La sentencia de la Corte Interamericana de Derechos Humanos que declara al Estado mexicano responsable por la violación, tortura y muerte de Ernestina Ascencio no es un hecho aislado ni una anomalía jurídica. Es un espejo incómodo que devuelve una imagen persistente de la historia nacional: la del uso del poder del estado para violentar cuerpos, silenciar voces y negar justicia, especialmente cuando las víctimas pertenecen a los márgenes sociales.
El caso de Ernestina Ascencio, mujer indígena nahua de la sierra de Veracruz, se inscribe en una larga tradición de abusos cometidos bajo el amparo del Estado. Durante décadas, el discurso oficial negó los hechos, fabricó versiones, cerró investigaciones y protegió a los responsables. No se trató solo de un error judicial, sino de una estrategia: minimizar la violencia cuando proviene de instituciones armadas y desplazar la verdad cuando incomoda al poder.
La militarización, heredera de lógicas de control del siglo XX, se ha presentado reiteradamente como solución a los conflictos sociales. En ese camino, los derechos humanos han sido vistos como obstáculos y no como límites necesarios. El cuerpo de Ernestina Ascencio se convirtió en territorio de dominación, como antes lo fueron los de campesinos reprimidos, estudiantes perseguidos, trabajadores oprimidos o comunidades enteras desplazadas.
La importancia de este fallo radica también en lo que revela por contraste: cuántas víctimas no han tenido acceso a instancias internacionales, cuántos casos permanecen archivados, cuántas familias siguen esperando una verdad que el Estado se niega a reconocer.
Presos políticos privados de su libertad por intereses gubernamentales, defensores comunitarios criminalizados, líderes sindicales silenciados, pueblos indígenas despojados de su territorio, personas desaparecidas cuyo rastro se diluye entre expedientes incompletos y fosas clandestinas. La lista es larga y dolorosa.
La historia mexicana está atravesada por la constante tensión entre autoridad y justicia. Cuando el Estado se coloca por encima de la ley, la memoria se vuelve subversiva.
Recordar a Ernestina Ascencio no es solo un acto de reparación simbólica; es un gesto político que interpela el presente. Obliga a preguntarnos cuántas veces se ha repetido el mismo patrón: negación, encubrimiento, desgaste del tiempo, olvido forzado.

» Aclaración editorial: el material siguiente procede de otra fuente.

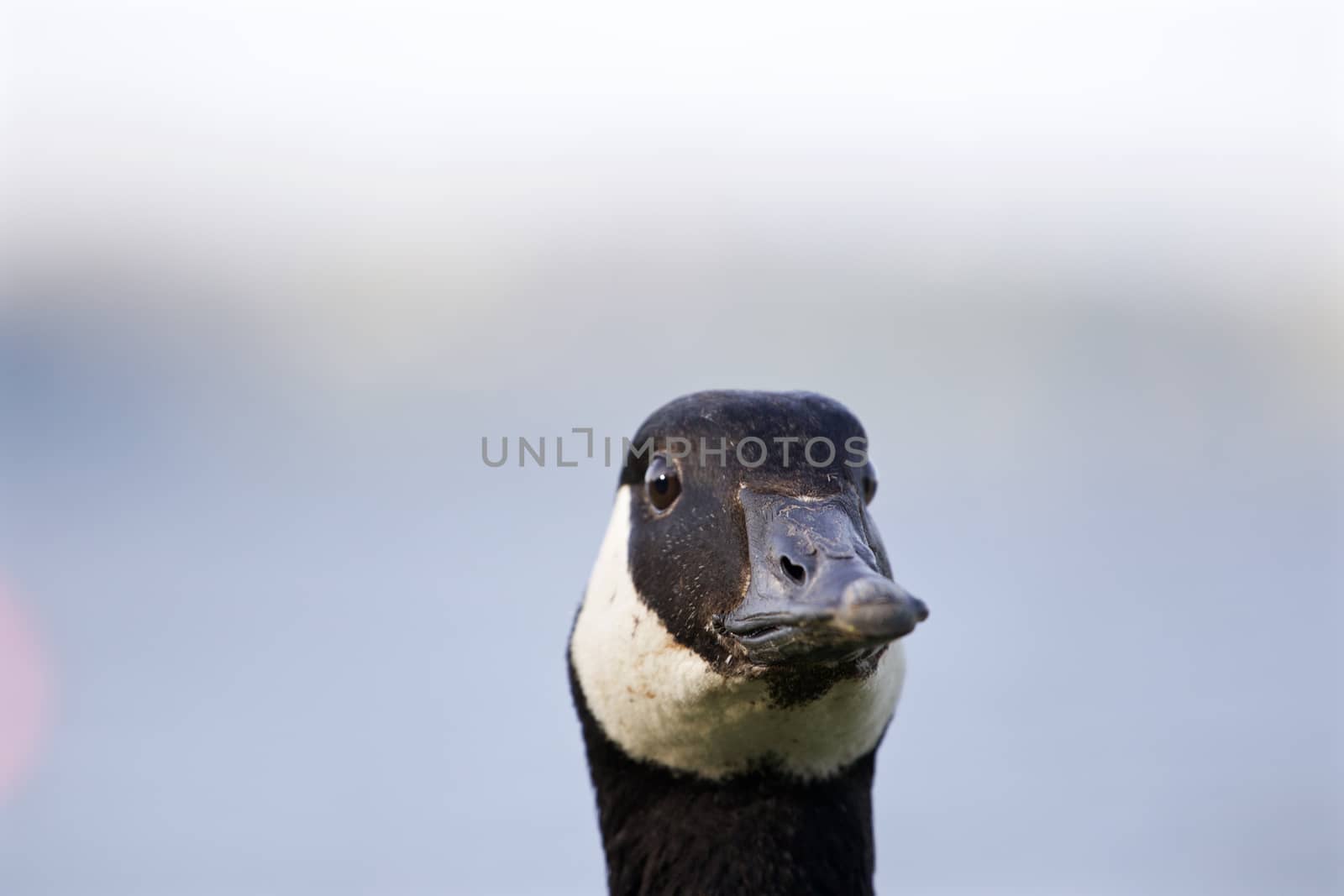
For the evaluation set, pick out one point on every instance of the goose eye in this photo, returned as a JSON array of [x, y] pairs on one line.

La sentencia de la Corte IDH no devuelve la vida ni borra el sufrimiento, pero rompe el silencio institucional. Reconoce que la violencia existió, que fue responsabilidad del Estado y que la verdad fue negada.
En un país donde la impunidad ha sido norma, ese reconocimiento adquiere un peso histórico. Sin embargo, la justicia internacional no sustituye la responsabilidad interna.
La memoria histórica, cuando se asume con honestidad, no busca venganza, sino dignidad.
La sentencia de la Corte IDH es un recordatorio de que el Estado, cuando olvida su obligación de proteger, se convierte en agresor. Y frente a ello, la historia tiene una tarea clara: nombrar, documentar y no permitir que el silencio se siga imponiendo.
“Cuando el Estado se coloca por encima de la ley, la memoria se vuelve subversiva”.